Third class also features South’s first African-American female surgeon, ’72 Nobel winner, St Jude’s first CEO

Nashville Post | Staff Reports

The Tennessee Health Care Hall of Fame on Tuesday announced the addition of a six-member 2017 class at a luncheon on Belmont University’s campus. The group grows the total number of Hall of Fame members to 20.

This year’s honorees were chosen by a selection committee from more than 30 highly qualified nominees and represent some of Tennessee’s most prominent health and health care pioneers, leaders and innovators. They are:

  • Dr. Dorothy Lavinia Brown, the first African-American female surgeon in the south, a Tennessee House of Representatives and General Assembly Member, a longtime educator and chief of surgery at Riverside Hospital and clinical professor of surgery at Meharry Medical College and an advocate for women’s health, rights and education
  • Dr. William “Bill” Frist, a former U.S. Senator and Majority Leader, founder of the Vanderbilt Transplant Center, the first heart and lung transplant surgeon at Vanderbilt, the founder of Hope Through Healing Hands and NashvilleHealth and a senior fellow at the Bipartisan Policy Center
  • Joel Gordon, a 47-year health care veteran who introduced physician ownership/joint ventures as a business structure, the founder of GeneralCare and Surgical Care Associates, a co-founder of HealthWise of America and owner of Gordon Group Investment Management
  • Dr. Harry Jacobson, a physician, entrepreneur and investor who founded or co-founded eight companies, a past Chair of the Nashville Health Care Council board of directors, an executive-in-residence at Belmont University’s Jack C. Massey College of Business, a past vice chancellor for health affairs at Vanderbilt University and former CEO of Vanderbilt University Medical Center
  • Dr. Stanford Moore, a graduate of the University School of Nashville and Vanderbilt University and the recipient of the Nobel Prize for Chemistry in 1972 for his work with proteins and their composition, which informed decades of scientific work surrounding disease and drug discovery
  • Dr. Donald Pinkel, the first director and CEO of St. Jude Children’s Research Hospital, recipient of the Lasker Award for Medical Research, the Kettering Prize for Cancer Research and the Pollin Prize for Pediatric Research and leader of the development of the first treatment for childhood acute lymphoblastic leukemia

“This impressive group of inductees represents some of our state’s greatest talent,” said Hayley Hovious, president of the Nashville Health Care Council. “With individuals from all across Tennessee who have made a significant impact on their communities through their work as leaders, politicians, practitioners, scientists, philanthropists and innovators, the Hall of Fame is honored to induct such a deserving group of health care heroes.”

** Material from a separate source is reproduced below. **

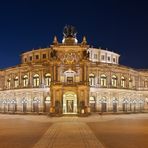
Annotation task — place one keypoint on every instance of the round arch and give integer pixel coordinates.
(69, 103)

The Hall of Fame, which was created by Belmont and the McWhorter Society as well as the Health Care Council as a founding partner, will induct these individuals at a ceremony in October. For more info about past classes, see:

“One of the things I am incredibly grateful for is Belmont’s placement in Tennessee — a state that is widely recognized as a central hub for health care in the United States, with Nashville at the helm,” Belmont’s President Dr. Bob Fisher said. “Our community continues to see the efforts of so many as individuals and organizations take significant strides towards shaping and advancing the health and health care industries. Meanwhile, Belmont continues to play an increasingly significant role in undergraduate, graduate and executive health care education.”